His hair was disarranged and hanging over his brow, and his face appeared to be contorted as much by terror as by rage. His nostrils dilated and quivered with each stentorian breath, and spittle flew from his mouth with each explosive repetition of the pronoun that seemed to constitute his entire vocabulary.


I was going to end up radically dead if I waited for Father Tom to recover his senses. If he even had senses left, the priest wasn’t carrying them with him. They were put away somewhere, perhaps over in the church, locked up with a splinter of a saint’s shinbone in the reliquary on the altar.


As he swung at me again, I searched for that animal eyeshine I’d seen in Lewis Stevenson, because a glimpse of that uncanny glow might justify meeting violence with violence. It would mean I was battling not a priest or an ordinary man, but something with one foot in the Twilight Zone. But I couldn’t see a glimmer. Perhaps Father Tom was infected with the same disease that had corrupted the police chief’s mind, but if so, he didn’t seem as far gone as the cop.


Moving backward, attention on the baseball bat, I hooked the lamp cord with my foot. Proving myself a worthy victim for an aging, overweight priest, I fell flat on my back, drumming a nice paradiddle on the floor with the back of my skull.
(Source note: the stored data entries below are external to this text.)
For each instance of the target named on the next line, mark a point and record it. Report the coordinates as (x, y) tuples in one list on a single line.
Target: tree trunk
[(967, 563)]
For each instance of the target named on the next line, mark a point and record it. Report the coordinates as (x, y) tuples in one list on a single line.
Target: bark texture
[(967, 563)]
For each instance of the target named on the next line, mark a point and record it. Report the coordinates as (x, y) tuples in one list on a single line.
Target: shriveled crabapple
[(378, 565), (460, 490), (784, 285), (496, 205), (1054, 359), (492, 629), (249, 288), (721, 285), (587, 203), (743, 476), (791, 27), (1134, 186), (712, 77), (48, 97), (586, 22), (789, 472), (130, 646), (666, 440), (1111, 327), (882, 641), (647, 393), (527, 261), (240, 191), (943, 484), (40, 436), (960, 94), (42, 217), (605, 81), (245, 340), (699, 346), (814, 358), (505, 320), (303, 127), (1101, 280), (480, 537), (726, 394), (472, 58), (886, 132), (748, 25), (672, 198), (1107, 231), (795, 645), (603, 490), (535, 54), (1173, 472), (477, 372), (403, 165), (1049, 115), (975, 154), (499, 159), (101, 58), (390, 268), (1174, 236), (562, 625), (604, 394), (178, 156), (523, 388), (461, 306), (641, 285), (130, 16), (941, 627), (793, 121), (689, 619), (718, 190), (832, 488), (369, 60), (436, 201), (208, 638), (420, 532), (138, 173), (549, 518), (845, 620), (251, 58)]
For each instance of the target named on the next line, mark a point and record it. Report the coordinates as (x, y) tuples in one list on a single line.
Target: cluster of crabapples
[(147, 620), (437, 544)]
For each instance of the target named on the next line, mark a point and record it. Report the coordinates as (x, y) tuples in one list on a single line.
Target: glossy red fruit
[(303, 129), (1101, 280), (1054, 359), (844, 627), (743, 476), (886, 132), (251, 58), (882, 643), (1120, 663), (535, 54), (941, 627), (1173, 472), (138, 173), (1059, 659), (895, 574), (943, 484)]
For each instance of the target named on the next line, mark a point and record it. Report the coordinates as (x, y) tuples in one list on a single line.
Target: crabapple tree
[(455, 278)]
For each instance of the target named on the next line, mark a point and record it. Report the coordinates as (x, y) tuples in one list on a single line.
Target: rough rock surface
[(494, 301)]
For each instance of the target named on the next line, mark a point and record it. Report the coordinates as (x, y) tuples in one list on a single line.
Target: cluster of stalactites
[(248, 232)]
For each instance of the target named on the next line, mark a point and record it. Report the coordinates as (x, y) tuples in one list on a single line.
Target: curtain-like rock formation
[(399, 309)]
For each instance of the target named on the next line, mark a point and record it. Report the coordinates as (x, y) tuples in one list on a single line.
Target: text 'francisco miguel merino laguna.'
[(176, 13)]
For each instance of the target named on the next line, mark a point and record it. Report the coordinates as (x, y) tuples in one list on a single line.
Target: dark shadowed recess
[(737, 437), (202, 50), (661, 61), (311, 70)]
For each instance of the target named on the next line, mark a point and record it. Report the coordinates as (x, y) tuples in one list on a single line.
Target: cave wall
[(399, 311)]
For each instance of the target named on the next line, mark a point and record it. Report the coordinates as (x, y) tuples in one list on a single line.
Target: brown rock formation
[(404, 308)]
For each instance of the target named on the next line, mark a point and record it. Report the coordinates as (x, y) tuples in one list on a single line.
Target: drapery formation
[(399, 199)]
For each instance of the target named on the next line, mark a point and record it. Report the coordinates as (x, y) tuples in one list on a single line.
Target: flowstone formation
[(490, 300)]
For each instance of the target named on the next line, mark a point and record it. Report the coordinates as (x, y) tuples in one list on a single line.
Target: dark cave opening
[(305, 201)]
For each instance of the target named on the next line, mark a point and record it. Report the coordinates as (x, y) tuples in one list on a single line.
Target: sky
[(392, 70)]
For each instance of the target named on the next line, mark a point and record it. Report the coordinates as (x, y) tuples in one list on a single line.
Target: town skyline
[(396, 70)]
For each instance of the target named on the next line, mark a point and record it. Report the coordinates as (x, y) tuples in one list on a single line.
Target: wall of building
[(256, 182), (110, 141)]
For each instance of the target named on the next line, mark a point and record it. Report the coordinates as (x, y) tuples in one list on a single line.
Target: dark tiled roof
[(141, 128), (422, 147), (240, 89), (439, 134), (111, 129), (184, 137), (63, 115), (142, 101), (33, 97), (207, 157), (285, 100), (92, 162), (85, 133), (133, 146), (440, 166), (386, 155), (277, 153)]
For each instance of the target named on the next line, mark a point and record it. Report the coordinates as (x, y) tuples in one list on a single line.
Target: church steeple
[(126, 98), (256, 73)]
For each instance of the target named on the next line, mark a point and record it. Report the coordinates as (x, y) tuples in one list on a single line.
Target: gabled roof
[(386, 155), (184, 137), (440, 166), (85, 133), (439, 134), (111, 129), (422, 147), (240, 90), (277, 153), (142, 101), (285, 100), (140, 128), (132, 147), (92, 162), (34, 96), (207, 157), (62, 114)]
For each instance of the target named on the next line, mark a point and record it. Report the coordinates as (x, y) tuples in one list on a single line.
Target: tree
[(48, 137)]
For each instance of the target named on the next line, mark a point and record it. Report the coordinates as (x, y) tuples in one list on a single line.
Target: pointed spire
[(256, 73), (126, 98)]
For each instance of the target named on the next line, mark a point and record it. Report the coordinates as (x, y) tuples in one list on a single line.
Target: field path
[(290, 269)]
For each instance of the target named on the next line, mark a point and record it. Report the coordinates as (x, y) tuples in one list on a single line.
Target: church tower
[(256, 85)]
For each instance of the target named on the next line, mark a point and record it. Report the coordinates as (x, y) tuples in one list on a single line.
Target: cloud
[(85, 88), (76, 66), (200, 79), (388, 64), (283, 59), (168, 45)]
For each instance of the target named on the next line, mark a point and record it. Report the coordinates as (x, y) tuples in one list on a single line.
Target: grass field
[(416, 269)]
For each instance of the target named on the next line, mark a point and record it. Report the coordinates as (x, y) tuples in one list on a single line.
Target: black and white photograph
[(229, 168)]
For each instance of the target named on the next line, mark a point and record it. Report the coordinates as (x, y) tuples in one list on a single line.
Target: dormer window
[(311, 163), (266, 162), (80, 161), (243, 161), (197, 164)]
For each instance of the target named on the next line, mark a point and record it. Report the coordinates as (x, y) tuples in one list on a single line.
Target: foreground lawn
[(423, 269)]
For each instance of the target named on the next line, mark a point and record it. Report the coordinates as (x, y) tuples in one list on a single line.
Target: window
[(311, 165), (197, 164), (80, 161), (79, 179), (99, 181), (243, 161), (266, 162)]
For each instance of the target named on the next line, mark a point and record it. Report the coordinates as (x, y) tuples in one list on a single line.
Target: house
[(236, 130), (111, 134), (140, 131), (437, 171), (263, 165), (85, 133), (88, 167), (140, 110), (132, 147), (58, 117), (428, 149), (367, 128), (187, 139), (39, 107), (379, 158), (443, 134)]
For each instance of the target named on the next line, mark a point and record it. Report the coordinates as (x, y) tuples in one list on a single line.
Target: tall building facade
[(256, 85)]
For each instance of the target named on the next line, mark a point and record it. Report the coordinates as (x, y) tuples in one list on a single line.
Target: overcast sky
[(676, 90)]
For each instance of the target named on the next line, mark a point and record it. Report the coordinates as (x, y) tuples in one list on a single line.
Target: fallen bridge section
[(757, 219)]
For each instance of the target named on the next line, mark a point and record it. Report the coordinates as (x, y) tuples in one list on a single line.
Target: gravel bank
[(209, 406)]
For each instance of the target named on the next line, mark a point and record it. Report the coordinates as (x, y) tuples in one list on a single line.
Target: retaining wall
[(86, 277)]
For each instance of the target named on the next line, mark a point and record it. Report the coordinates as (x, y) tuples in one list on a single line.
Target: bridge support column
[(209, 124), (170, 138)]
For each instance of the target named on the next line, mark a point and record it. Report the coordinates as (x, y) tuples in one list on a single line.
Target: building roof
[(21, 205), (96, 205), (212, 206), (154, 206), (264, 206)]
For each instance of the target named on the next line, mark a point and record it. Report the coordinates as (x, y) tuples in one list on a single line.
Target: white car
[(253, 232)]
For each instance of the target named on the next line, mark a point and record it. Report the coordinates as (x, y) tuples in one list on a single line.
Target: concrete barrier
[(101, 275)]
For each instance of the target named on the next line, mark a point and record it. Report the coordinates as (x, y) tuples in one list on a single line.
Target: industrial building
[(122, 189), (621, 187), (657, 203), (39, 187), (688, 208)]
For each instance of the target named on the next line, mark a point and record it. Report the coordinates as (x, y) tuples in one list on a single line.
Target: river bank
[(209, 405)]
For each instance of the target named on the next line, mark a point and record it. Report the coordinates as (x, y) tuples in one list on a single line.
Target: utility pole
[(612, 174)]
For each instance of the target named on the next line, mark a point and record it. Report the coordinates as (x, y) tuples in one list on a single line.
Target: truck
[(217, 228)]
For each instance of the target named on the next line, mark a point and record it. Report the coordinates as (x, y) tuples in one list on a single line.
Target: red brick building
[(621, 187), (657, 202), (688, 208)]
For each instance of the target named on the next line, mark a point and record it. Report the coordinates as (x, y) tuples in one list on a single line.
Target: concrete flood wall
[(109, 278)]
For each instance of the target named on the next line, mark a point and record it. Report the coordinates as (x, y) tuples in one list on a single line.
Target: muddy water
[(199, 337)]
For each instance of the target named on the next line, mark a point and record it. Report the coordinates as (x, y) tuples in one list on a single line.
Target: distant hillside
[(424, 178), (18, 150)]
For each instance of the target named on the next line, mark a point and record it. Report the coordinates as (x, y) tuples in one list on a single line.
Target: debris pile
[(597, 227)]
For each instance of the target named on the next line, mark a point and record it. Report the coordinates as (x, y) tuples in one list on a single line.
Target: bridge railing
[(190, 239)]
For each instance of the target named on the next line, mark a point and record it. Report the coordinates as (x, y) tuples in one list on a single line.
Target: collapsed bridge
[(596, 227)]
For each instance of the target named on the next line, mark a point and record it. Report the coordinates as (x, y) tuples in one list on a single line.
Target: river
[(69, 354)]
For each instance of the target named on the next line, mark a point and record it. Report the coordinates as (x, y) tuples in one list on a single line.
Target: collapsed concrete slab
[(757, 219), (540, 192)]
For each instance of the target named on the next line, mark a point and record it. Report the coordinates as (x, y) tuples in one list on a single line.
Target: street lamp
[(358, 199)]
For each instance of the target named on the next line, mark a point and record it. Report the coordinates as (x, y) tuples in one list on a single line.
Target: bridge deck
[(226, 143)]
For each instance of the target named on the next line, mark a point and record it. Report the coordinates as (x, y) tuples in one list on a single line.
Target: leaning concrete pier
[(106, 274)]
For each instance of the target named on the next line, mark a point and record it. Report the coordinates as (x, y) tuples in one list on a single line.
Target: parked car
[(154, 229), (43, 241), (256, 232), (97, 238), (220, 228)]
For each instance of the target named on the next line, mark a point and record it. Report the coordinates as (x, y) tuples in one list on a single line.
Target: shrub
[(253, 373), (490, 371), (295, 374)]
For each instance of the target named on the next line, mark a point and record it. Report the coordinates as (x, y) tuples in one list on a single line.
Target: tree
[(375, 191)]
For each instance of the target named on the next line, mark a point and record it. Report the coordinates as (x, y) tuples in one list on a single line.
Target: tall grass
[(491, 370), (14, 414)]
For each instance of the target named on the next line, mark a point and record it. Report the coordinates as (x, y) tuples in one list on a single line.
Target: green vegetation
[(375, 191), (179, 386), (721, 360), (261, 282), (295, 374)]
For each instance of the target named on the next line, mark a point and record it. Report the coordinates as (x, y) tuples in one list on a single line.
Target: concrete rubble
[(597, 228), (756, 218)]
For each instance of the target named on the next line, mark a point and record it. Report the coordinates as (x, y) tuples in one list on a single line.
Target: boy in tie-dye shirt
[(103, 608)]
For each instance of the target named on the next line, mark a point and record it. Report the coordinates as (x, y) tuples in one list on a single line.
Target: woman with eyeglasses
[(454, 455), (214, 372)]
The lamp fell over. Fortunately, it neither went out nor flung its light directly into my sensitive eyes.


I shook my foot out of the entangling cord and scooted backward on my butt as Father Tom rushed in and hammered the floor with the bat.


He missed my legs by inches, punctuating the assault with that now-familiar accusation in the second-person singular: “You!”


“You!” I said somewhat hysterically, casting it right back at him as I continued to scoot out of his way.